The Bay Area might be the epicenter of California discontent. But the shock waves spread across the state from there. According to the federal Bureau of Economic Analysis, it takes more money to live in California than it does all but two states, New York and Hawaii. Golden State residents spend $114.40 to buy the same amount of goods and services that $100 would buy elsewhere, based on the U.S. average.
Put another way, the relative value of $100 in California is only $87.41, according to the Tax Foundation.
MIT says 10 of the country’s 15 most expensive zip codes are found in California, the most expensive state to live in overall. San Francisco is at the heart of what Fong calls the state’s “affordability crisis.” The Council for Community and Economic Research Cost of Living Index ranks San Francisco as the second-most expensive U.S. city to live in.
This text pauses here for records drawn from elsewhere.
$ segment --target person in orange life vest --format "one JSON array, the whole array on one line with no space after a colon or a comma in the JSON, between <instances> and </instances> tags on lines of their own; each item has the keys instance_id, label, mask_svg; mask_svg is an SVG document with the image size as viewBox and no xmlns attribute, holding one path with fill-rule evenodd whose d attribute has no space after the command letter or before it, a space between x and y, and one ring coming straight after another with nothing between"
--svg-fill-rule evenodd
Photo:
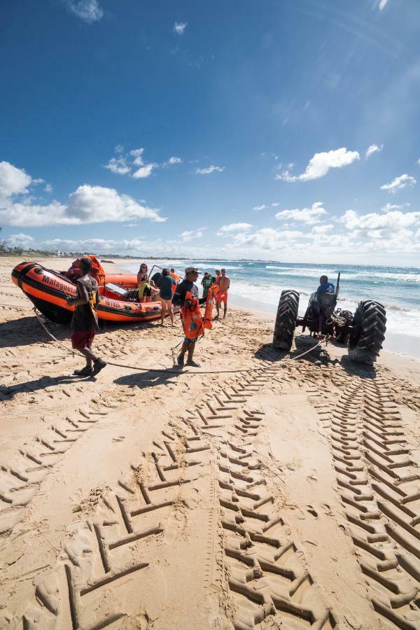
<instances>
[{"instance_id":1,"label":"person in orange life vest","mask_svg":"<svg viewBox=\"0 0 420 630\"><path fill-rule=\"evenodd\" d=\"M216 272L217 273L217 272ZM227 290L229 287L230 286L230 279L226 275L226 270L222 270L222 275L218 279L218 281L217 283L219 286L219 292L216 296L216 310L217 312L217 315L216 316L216 318L218 319L220 313L219 309L220 306L220 303L223 302L223 319L226 316L226 312L227 310Z\"/></svg>"},{"instance_id":2,"label":"person in orange life vest","mask_svg":"<svg viewBox=\"0 0 420 630\"><path fill-rule=\"evenodd\" d=\"M192 317L192 312L196 312L195 302L195 301L198 301L198 288L194 284L194 282L197 280L199 272L197 269L195 267L187 267L186 269L186 277L176 287L176 290L175 291L174 299L172 300L172 304L176 306L183 307L185 304L186 308L188 309L190 311L188 314L188 316L191 315L191 317ZM187 298L187 293L190 294L190 298ZM194 300L192 300L191 298L194 298ZM184 328L182 312L181 318L185 334L186 329ZM196 363L192 358L194 351L195 349L195 342L199 336L200 330L199 326L197 326L195 329L194 328L194 321L192 322L192 330L189 330L188 335L186 334L185 335L181 352L178 356L177 363L180 368L183 368L185 356L187 351L188 353L187 365L191 365L193 368L200 367L200 363ZM195 334L195 331L196 331L197 334Z\"/></svg>"},{"instance_id":3,"label":"person in orange life vest","mask_svg":"<svg viewBox=\"0 0 420 630\"><path fill-rule=\"evenodd\" d=\"M139 301L141 303L151 302L152 287L157 290L158 289L153 281L149 279L148 266L146 262L142 262L140 265L140 269L137 274L137 282L139 283Z\"/></svg>"},{"instance_id":4,"label":"person in orange life vest","mask_svg":"<svg viewBox=\"0 0 420 630\"><path fill-rule=\"evenodd\" d=\"M78 376L95 376L106 365L104 360L92 351L92 342L96 331L99 330L96 314L98 283L90 275L92 265L90 258L80 259L81 277L76 281L77 295L66 299L69 306L76 307L71 318L71 345L86 359L85 368L74 370Z\"/></svg>"},{"instance_id":5,"label":"person in orange life vest","mask_svg":"<svg viewBox=\"0 0 420 630\"><path fill-rule=\"evenodd\" d=\"M169 270L169 276L171 276L171 277L173 278L174 280L175 280L175 281L176 282L177 284L179 282L179 281L181 280L181 278L178 275L178 274L175 273L174 269Z\"/></svg>"}]
</instances>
When asked which policies will make it “even more expensive” to live in this state, Fong mentioned: the split roll initiative, a 2020 constitutional amendment that removes Proposition 13’s tax protections for commercial and industrial properties that would raise taxes as much as $10.5 billion a year; the proposed $140 million a year water tax; a new $55 million annual tire tax; and a soda tax that might add $2 billion in new taxes, and fall disproportionately hard on the poor.
Also tumbling around in the capitol’s proposal machine is a $900 million a year oil-and-gas severance tax intended to impose a “tax upon any operator for the privilege of severing oil or gas from the earth or water in this state,” and newly-introduced legislation that would place on the 2020 ballot a steep — as much as $1 billion a year — estate tax to fund wealth inequality programs.
“Sacramento wants Californians to pay more and get less,” Fong says. “That would never work in other situations” outside of government. He believes California’s path is unsustainable. Unless there’s change, the middle class “is going to disappear,” the poor will endure “worse poverty,” and upward mobility will continue to be inhibited.
One wonders, as well, about the extended effects of the commercial exodus that’s been draining the state for some time.
How long can government’s hostility toward business, and everyday Californians, continue before there’s a painful reckoning? Silicon Valley and Hollywood drive California, but there’s much more to this state.
We’re farmers, oil field roughnecks, store clerks, loggers, plant employees, gig workers, middle managers, young professionals, and entrepreneurs struggling against the tide of taxation and regulation. Until lawmakers remember there’s life outside the Los Angeles, Bay Area, and Sacramento bubbles, this state’s future is in question.
Kerry Jackson is a fellow with the Center for California Reform at the Pacific Research Institute, a nonprofit group advocating for limited government.